With ratings head and shoulders above its cable news competitors, a Fox News Channel appearance would seem like an appropriate place for Republican presidential candidates to make their case. Fox’s 6:00 p.m. “Special Report” program is especially popular — but not with former Massachusetts Gov. Mitt Romney, who has declined to appear on the show.
“We just received an email from the Romney campaign that they are officially turning down our invite to be on ‘Center Seat,’” host Bret Baier revealed at the end of his Monday broadcast. “They say, as of now, Gov. Romney will not appear on center seat. We hope they reconsider.”

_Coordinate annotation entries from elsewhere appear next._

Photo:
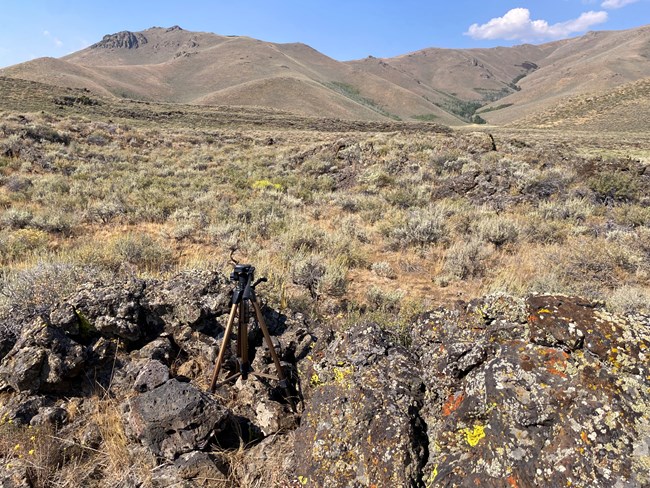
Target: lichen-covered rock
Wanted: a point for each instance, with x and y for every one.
(361, 425)
(566, 404)
(175, 418)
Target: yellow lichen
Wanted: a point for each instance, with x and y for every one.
(473, 436)
(432, 476)
(315, 380)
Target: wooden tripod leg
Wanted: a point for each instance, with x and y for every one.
(224, 345)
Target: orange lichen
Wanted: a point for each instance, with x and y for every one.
(512, 481)
(452, 404)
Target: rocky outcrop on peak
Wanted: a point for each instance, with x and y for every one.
(501, 391)
(121, 40)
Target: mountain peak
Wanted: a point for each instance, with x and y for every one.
(121, 40)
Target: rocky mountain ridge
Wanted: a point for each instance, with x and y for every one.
(445, 85)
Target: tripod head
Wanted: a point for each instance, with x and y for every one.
(243, 275)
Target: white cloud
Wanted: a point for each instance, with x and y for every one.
(612, 4)
(516, 25)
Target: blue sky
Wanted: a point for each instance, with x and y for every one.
(342, 29)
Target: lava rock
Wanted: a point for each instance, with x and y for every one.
(175, 418)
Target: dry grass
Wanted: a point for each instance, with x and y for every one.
(317, 212)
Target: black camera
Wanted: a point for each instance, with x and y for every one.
(243, 273)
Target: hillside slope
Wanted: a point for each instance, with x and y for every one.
(447, 86)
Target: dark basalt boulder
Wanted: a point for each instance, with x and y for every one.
(565, 404)
(175, 418)
(43, 360)
(361, 425)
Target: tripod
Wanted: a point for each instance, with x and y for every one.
(243, 295)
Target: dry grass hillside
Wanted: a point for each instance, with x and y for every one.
(174, 65)
(622, 108)
(589, 65)
(377, 238)
(339, 214)
(448, 86)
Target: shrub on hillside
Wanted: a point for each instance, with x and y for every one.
(466, 259)
(615, 186)
(421, 227)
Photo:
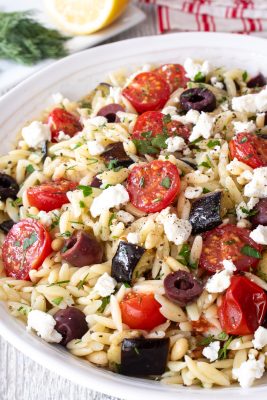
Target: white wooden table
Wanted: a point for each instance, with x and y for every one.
(20, 377)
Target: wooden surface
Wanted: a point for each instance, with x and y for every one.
(20, 377)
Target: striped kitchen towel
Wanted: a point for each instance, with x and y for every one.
(239, 16)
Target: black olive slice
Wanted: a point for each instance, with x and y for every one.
(125, 261)
(144, 356)
(205, 213)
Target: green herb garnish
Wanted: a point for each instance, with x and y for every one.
(250, 251)
(26, 41)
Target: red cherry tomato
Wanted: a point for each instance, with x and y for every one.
(61, 120)
(147, 92)
(157, 123)
(50, 195)
(228, 242)
(141, 311)
(174, 75)
(26, 246)
(249, 149)
(153, 186)
(243, 307)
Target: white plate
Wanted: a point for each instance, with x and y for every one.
(11, 73)
(74, 77)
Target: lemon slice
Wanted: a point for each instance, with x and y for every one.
(81, 17)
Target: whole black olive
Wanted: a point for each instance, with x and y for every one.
(257, 81)
(182, 288)
(82, 249)
(5, 226)
(8, 187)
(260, 217)
(200, 99)
(71, 324)
(110, 112)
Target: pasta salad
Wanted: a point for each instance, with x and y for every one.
(134, 224)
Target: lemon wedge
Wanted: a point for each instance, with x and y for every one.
(81, 17)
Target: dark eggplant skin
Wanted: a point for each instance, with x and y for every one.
(141, 357)
(8, 187)
(5, 226)
(125, 260)
(115, 151)
(205, 212)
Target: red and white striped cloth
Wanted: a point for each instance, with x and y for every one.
(239, 16)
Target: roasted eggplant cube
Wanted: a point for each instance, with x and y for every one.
(125, 261)
(205, 212)
(144, 356)
(116, 152)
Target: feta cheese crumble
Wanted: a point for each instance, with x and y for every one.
(260, 338)
(177, 230)
(36, 134)
(249, 371)
(211, 351)
(203, 127)
(240, 127)
(193, 68)
(193, 192)
(251, 103)
(216, 83)
(175, 143)
(259, 235)
(44, 325)
(105, 285)
(220, 281)
(257, 187)
(95, 148)
(111, 197)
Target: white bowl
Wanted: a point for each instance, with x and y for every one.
(74, 76)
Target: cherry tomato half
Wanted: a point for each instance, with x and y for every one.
(158, 123)
(141, 311)
(147, 92)
(50, 195)
(249, 149)
(228, 242)
(26, 246)
(173, 74)
(153, 186)
(61, 120)
(243, 307)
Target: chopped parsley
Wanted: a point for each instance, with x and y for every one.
(250, 251)
(87, 190)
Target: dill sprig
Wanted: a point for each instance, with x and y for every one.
(26, 41)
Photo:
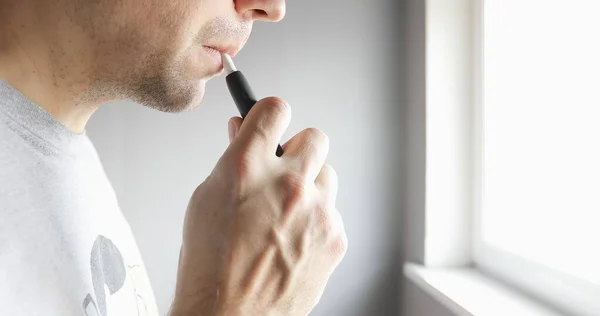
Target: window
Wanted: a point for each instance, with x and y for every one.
(538, 129)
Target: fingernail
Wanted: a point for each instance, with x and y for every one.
(231, 131)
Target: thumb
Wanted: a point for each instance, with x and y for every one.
(234, 126)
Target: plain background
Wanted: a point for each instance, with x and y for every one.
(349, 67)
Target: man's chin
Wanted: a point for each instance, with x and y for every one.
(173, 99)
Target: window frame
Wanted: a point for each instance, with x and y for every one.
(557, 289)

In the “Center Seat” segment of “Special Report,” candidates answer questions from a panel comprised of Baier, Washington Post columnist Charles Krauthammer and two other rotating experts. Newt Gingrich, Rick Perry, and other Romney rivals have already either appeared on the segment or made commitments to do so.
A representative for the Romney campaign declined to comment on the decision not to appear on “Special Report.” However, Baier’s program isn’t the only Fox show Romney has avoided.
“Fox News Sunday,” hosted by Chris Wallace and aired on both the Fox News Channel and local Fox affiliates, has also gotten the cold shoulder from Romney’s campaign.
“He has not appeared on this program or any Sunday talk show since March of 2010,” Wallace said on his October 30 show. “We invited Gov. Romney again this week, but his campaign says he’s still not ready to sit down for an interview.”
Romney has made appearances on “Hannity,” “Fox & Friends,” “You World with Neil Cavuto,” and “On the Record with Greta Van Susteren” during his presidential campaign. But his reluctance to appear on the Fox News Channel might be part of a larger strategy, which campaign adviser Eric Fehrnstrom explained to The Huffington Post last month.
“In 2008, Mitt Romney was new to the national stage and not very well-known outside of Massachusetts,” Fehrnstrom said. “There was an obvious benefit to doing a lot of earned media because it helped raise his profile, and we wanted to increase name awareness and recognition. The downside was that we often found ourselves at the mercy of the daily news cycle and answering questions about whatever happened to be in the headlines that day.
“One of the things we learned from that experience is that we had to do a better job of getting his message across in media interviews.”